Как мы все уместились в «Жигуленок», одному Богу известно! Только Ушков остался, его резон был краток: не лягу же я поперек на ваши колени! А Валерочка пожалел свои новые выглаженные брюки: вы же видите! Через полчаса мы стояли в стороне и любовались тем, как легко и непринужденно управлялся пожарный с непокорным брандспойтом. Мощная струя белой воды извивалась змеей и с веселым шумом устремлялась сквозь обширный развал стены в пугающую, дышащую клубами пара и дыма, и огня темноту наших комнат. Свирепые причуды Змея Горыныча. И чем больше лилось воды, тем ярче вспыхивало пламя и гуще клубился черный дым из пробоины в стене. Еще бы! Все комнаты были набиты легковоспламеняющимися жидкостями и реактивами. Спирт, ксилол, толуол… Чего там только не было! Три Валерины канистры с бензином, приготовленные для поездки в Крым, трехлитровая капсула с ртутью, бутыли с растворителями… Взорвались они или нет? Я спросил об этом у кого-то из пожарной команды.
– Ты же видишь!..
Перед глазами у меня были только клеточки. Каково им сейчас?! Был полдень, небо было чистое, вовсю горело и светило солнце… На пожар сбежалось немало народу.
– Что случилось?
– Баня сгорела…
Смешно было это слышать: горит даже баня, полная воды. Ушков подоспел к тому самому времени, когда пламя, наконец, удалось сбить.

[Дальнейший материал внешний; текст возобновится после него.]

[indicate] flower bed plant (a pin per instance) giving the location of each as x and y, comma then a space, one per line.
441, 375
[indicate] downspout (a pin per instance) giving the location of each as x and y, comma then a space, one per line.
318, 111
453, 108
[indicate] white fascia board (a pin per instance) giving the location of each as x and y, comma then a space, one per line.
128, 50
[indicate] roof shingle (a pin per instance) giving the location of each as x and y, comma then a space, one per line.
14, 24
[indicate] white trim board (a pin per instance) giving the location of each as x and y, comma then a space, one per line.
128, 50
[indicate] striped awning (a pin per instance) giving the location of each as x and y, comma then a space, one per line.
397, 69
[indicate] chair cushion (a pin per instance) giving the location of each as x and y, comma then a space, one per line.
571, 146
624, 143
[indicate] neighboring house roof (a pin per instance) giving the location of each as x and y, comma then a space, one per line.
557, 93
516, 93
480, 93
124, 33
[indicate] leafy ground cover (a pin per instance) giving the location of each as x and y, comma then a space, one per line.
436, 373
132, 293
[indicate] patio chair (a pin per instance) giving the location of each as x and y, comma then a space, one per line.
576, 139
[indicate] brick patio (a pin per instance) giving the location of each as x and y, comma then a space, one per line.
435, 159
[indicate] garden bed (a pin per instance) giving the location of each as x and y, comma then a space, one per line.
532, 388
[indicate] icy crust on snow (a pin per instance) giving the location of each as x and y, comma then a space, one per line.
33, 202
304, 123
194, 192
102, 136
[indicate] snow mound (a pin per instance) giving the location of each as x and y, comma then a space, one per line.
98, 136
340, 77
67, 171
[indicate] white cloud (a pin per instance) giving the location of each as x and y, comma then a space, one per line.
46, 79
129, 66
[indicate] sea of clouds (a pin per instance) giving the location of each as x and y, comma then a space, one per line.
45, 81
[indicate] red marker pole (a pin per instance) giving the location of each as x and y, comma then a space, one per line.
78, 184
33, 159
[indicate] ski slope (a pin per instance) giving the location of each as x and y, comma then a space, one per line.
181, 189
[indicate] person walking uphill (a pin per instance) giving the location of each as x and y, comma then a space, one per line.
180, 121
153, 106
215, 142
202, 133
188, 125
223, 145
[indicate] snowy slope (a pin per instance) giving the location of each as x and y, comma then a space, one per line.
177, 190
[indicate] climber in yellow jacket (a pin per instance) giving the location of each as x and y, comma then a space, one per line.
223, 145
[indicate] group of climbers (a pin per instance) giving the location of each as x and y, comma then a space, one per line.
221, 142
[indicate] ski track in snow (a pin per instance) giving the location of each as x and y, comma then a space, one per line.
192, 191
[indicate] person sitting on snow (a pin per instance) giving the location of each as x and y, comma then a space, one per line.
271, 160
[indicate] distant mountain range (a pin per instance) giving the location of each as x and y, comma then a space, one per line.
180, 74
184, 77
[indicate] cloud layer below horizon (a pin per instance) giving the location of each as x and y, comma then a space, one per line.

– Ну что тут? – спросил он, взобравшись на сухой кусок кирпичной кладки и прикрывая ладонью глаза от солнца.
– Да вот, – сказал я, – сгорели.
– У меня в ящике стола было шесть рублей, думаешь, сгорели? – спросил он.
Я уехал с Новицкой, ректором института, не дождавшись конца спектакля.
Прошел, вероятно, месяц, может, больше. Меня затаскали по каким-то комиссиям, следователи просто пытали:
– Кто поджег?!
Кто-то должен за все ответить. Потом Новицкая все уладила: обвинили в пожаре недавнюю грозу, смявший весь город буран, ветхую проводку и случившееся вследствие этих причин короткое замыкание… А меня злые языки обвиняли в поджоге. Дурачье и завистники! На кой мне этот поджог?! И еще меня обвиняли во многом таком, о чем я не мог даже мечтать: отравил, мол, всех парами горящей ртути! Взбрело же кому-то в голову! Говорят, что Валерочка тайно шептался с кем-то там… Ну да Бог с ним, с Валерочкой: воздастся и ему… Тогда я впервые узнал, как гадок может быть человек. Они были, как свора диких собак… Рвали кожу до крови и харкали желчью. Только Ушков помалкивал, он вообще куда-то пропал. Если бы не Новицкая – грыз бы я и сейчас сухари… А сегодня не найду времени даже позвонить ей!